The SLM variant incorporates intra-cavity etalons and extended cavity length control to enforce single-frequency operation with linewidth 300 m. The LM version prioritizes amplitude stability and low broadband intensity noise (< 0.5% rms) but operates on multiple longitudinal modes (typical linewidth ~0.3 nm).
Can these lasers be fiber-coupled?
Yes—CrystaLaser offers factory-installed single-mode PM fiber pigtails (SMF-28 or polarization-maintaining Panda fiber) with FC/APC connectors and guaranteed coupling efficiency ≥ 65% (higher with custom AR coatings). Collimated free-space output remains standard.
Is external temperature control required?
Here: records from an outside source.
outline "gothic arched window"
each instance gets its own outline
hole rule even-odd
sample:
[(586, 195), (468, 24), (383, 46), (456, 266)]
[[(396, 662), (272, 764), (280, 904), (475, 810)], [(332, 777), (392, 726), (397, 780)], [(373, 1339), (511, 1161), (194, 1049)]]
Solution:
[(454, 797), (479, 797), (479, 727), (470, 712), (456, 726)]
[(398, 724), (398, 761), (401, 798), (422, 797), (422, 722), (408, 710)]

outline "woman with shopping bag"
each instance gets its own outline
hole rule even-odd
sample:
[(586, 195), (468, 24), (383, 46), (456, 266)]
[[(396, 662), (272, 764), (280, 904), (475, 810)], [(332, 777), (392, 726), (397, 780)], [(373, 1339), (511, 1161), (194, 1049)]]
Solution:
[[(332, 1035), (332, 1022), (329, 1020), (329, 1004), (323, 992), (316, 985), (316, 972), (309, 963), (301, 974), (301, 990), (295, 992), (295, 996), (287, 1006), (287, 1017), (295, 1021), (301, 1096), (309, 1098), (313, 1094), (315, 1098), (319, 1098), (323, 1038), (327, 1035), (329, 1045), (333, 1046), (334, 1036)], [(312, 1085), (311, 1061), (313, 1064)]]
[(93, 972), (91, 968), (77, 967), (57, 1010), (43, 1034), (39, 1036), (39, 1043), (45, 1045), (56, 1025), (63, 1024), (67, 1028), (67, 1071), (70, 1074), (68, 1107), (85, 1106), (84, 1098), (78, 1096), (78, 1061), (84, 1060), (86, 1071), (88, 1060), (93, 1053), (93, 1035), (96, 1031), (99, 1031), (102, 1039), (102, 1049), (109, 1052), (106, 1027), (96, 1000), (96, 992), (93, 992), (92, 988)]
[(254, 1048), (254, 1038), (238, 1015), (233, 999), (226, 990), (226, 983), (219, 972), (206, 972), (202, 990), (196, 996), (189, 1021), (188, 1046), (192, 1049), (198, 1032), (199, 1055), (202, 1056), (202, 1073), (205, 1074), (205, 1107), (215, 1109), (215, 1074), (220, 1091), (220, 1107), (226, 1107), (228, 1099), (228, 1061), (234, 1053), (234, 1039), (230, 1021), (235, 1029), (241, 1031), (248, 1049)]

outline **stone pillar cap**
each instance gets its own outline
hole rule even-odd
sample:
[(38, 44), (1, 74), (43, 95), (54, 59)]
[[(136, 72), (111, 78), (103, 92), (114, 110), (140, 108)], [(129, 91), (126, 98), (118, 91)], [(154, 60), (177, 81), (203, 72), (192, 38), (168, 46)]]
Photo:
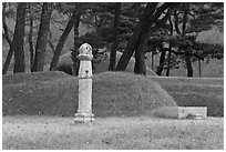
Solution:
[(79, 49), (80, 54), (92, 55), (92, 47), (89, 43), (83, 43)]

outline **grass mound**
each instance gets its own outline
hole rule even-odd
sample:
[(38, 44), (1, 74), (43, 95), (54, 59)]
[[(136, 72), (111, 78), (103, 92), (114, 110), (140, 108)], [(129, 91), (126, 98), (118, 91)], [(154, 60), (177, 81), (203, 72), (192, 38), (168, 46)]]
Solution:
[(220, 78), (157, 78), (179, 107), (207, 107), (208, 116), (224, 116), (224, 79)]
[(17, 84), (17, 83), (30, 83), (34, 81), (48, 81), (52, 79), (70, 77), (61, 71), (47, 71), (47, 72), (33, 72), (33, 73), (17, 73), (2, 75), (2, 84)]
[[(76, 112), (78, 78), (60, 73), (60, 77), (55, 78), (55, 72), (37, 73), (39, 74), (42, 81), (24, 81), (25, 78), (29, 78), (28, 74), (17, 74), (16, 77), (21, 77), (17, 80), (21, 80), (22, 83), (20, 81), (14, 81), (13, 84), (4, 83), (2, 88), (4, 115), (66, 116)], [(3, 77), (3, 81), (9, 82), (4, 79), (9, 77)], [(152, 110), (166, 105), (176, 105), (176, 103), (157, 83), (145, 77), (123, 72), (104, 72), (93, 78), (93, 113), (96, 116), (150, 115)]]

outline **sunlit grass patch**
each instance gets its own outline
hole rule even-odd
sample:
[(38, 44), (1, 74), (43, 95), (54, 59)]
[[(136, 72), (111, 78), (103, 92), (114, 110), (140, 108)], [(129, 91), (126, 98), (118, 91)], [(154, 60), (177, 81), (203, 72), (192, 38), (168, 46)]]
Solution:
[(3, 149), (223, 149), (224, 120), (95, 118), (74, 124), (74, 118), (3, 116)]

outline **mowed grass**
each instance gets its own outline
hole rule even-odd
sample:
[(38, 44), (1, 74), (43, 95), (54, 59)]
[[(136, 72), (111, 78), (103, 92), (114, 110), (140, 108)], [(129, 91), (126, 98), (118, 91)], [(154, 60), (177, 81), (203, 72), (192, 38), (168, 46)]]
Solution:
[[(62, 72), (4, 75), (3, 115), (72, 116), (78, 110), (79, 80)], [(160, 84), (143, 75), (104, 72), (93, 77), (93, 112), (97, 116), (150, 115), (160, 107), (175, 107)]]
[(95, 118), (74, 124), (74, 118), (3, 116), (4, 150), (217, 150), (224, 149), (223, 118), (171, 120)]
[(148, 77), (158, 82), (179, 107), (207, 107), (208, 116), (224, 116), (224, 79)]

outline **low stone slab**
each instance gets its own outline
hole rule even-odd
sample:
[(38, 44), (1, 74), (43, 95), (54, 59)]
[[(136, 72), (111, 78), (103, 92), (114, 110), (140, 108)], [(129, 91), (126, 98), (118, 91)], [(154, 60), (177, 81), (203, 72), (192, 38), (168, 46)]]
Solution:
[(205, 119), (207, 118), (206, 107), (164, 107), (154, 111), (160, 118), (171, 119)]

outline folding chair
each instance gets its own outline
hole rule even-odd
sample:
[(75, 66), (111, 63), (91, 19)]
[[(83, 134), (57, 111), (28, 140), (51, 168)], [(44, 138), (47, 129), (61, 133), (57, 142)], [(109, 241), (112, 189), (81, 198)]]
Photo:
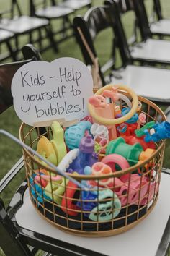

No—each unit integrates a precision thermoelectric cooler (TEC) and PID-controlled thermal management system. Ambient operation is supported from 15 °C to 30 °C; for sub-milliradian pointing stability, enclosure within a temperature-stabilized optical bench is recommended.
Do you provide wavelength calibration certificates?
Yes—every unit ships with a NIST-traceable wavelength calibration report generated using a High-Finesse WS6-200 wavemeter (accuracy ±0.2 pm), along with beam quality (M²) and divergence validation per ISO 11146-1.
What is the typical warm-up time to achieve rated power stability?
Full thermal equilibrium and < 2% rms power stability are achieved within 15 minutes of cold start; ultra-stable configurations (< 0.25% over 24 h) require 45–60 minutes for optimal TEC settling and cavity mode locking.